Primers were designed for a variety of genes associated with adipogenesis, as reviewed in reference 12. Preadipocyte Factor 1 (PREF-1) encodes a preadipocyte secreted factor that serves as a marker for preadipocytes. The CCAAT/enhancer binding protein (C/EBP) α and β activate expression of PPARγ and are required for preadipocyte differentiation, while C/EBP/δ and sterol regulatory element-binding protein-1 (SREBP-1) accelerate but are not required for differentiation. Peroxisome proliferator-activated receptor γ (PPARγ) is the master transcriptional regulator of adipogenesis and is involved in the growth arrest that is required for differentiation. Also investigated in this study was expression of fatty acid synthase (FASN), a key enzyme in de novo lipogenesis that catalyzes the synthesis of saturated fatty acids, and glycerol-3-phosphate-dehydrogenase (GPDH), an enzyme that catalyzes the reversible conversion of dihydroxyacetone phosphate to sn-glycerol-3-phosphate. Expression of zinc finger, BED-type containing 6 (ZBED6) and insulin-like growth factor 2 (IGF2) was also evaluated. The 18S ribosomal subunit served as the endogenous control.
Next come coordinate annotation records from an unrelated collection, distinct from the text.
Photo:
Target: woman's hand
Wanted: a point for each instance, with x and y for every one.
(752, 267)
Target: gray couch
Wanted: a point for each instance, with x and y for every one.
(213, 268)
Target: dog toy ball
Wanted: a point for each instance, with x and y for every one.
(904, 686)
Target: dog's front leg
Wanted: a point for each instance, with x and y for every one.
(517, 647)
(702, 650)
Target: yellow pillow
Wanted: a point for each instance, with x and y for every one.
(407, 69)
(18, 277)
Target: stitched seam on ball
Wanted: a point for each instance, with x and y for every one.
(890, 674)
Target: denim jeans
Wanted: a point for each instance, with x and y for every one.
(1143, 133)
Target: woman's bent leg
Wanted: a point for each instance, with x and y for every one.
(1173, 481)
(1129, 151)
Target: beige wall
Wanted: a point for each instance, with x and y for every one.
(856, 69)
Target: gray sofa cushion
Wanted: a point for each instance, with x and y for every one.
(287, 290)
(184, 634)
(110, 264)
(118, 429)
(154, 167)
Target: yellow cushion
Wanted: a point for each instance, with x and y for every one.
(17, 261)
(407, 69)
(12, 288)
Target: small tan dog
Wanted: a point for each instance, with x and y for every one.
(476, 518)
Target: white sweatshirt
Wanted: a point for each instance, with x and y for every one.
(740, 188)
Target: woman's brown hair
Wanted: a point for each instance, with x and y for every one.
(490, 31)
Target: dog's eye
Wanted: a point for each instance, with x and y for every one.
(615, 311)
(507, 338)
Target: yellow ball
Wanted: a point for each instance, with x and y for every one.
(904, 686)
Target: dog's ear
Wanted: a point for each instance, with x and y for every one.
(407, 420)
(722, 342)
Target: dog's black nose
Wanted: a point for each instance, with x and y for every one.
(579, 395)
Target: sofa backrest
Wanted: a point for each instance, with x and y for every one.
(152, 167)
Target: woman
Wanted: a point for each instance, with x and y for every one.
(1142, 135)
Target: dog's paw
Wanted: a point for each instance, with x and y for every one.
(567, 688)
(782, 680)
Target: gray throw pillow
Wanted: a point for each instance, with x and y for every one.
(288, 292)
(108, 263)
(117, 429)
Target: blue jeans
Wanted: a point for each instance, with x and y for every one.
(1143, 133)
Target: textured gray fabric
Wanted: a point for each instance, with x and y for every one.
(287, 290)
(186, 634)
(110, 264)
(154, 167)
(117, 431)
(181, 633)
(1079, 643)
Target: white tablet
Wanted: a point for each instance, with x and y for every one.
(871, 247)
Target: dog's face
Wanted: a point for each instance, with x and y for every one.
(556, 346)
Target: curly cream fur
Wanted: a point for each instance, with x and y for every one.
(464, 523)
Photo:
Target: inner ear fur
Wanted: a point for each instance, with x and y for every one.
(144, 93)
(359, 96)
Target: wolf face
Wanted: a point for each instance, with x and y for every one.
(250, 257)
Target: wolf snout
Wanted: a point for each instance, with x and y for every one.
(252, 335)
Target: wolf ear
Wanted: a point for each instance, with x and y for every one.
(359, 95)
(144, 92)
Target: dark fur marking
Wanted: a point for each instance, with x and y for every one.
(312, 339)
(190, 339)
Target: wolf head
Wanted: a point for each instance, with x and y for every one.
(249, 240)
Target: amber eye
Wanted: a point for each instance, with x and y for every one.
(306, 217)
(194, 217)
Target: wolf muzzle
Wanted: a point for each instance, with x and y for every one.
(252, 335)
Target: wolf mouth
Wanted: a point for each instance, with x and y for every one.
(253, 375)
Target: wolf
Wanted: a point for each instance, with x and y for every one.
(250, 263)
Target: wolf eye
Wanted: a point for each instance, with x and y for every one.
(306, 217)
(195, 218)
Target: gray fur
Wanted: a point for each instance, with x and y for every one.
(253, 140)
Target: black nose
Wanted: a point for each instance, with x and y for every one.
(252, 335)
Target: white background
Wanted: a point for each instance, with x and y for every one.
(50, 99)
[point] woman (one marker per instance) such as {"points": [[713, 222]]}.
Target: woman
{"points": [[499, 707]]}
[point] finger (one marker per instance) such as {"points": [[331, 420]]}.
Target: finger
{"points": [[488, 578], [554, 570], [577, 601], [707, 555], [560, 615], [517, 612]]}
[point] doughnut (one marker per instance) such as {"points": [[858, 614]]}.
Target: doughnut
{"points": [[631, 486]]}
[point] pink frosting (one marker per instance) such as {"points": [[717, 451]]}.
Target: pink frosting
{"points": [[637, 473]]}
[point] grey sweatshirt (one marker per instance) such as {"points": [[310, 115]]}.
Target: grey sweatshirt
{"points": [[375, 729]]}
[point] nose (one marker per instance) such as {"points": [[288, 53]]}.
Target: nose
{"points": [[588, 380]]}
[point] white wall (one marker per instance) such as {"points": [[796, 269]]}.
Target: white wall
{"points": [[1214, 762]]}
For tissue samples collected in RNAlater, approximately 200 mg was homogenized with a Tissue Lyser II (Qiagen) twice at 20 Hz for 2 min using 5 mm stainless steel beads (Qiagen) and 1 ml isol-RNA lysis reagent (5-PRIME). Samples were then centrifuged at 12 000 × g for 10 min at 4 °C, supernatant transferred and mixed with 0.2 ml chloroform, and centrifuged again under the same conditions. The supernatant was removed and mixed with an equal volume of 70% ethanol and loaded onto a spin column and total RNA purified according to the manufacturer’s instructions (Qiagen RNeasy Mini). An on-column RNase-Free DNase I (Qiagen) treatment step was included. Reverse transcription and real time PCR were performed as described above.

Statistical analysis

The real time PCR data for cells were analyzed using the ΔΔCT method, where ΔCT = CT target gene – CT , and ΔΔCT = ΔCT target sample – ΔCT calibrator. To evaluate the effect of ZBED6 knockdown on gene expression, the negative control within a time point was used as the calibrator sample. In non-transfected cells, the day 0 values were used as the calibrator to evaluate changes in gene expression during differentiation. The relative quantity (2-ΔΔCt) values were subjected to ANOVA using the Proc Glimmix procedure of SAS. The statistical model included the main effect of treatment for ZBED6-knockdown cells and main effect of time for non-transfected cells. A similar model was used for cell viability (normalized absorbance), lipid accumulation (Oil Red O normalized absorbance), and cell morphology data. The Tukey test was used for pairwise comparisons across time points. For tissue real-time PCR data, the skeletal muscle was used as the calibrator, and differences between muscle and fat tested using the Student t test. Results were considered significant at P < 0.05.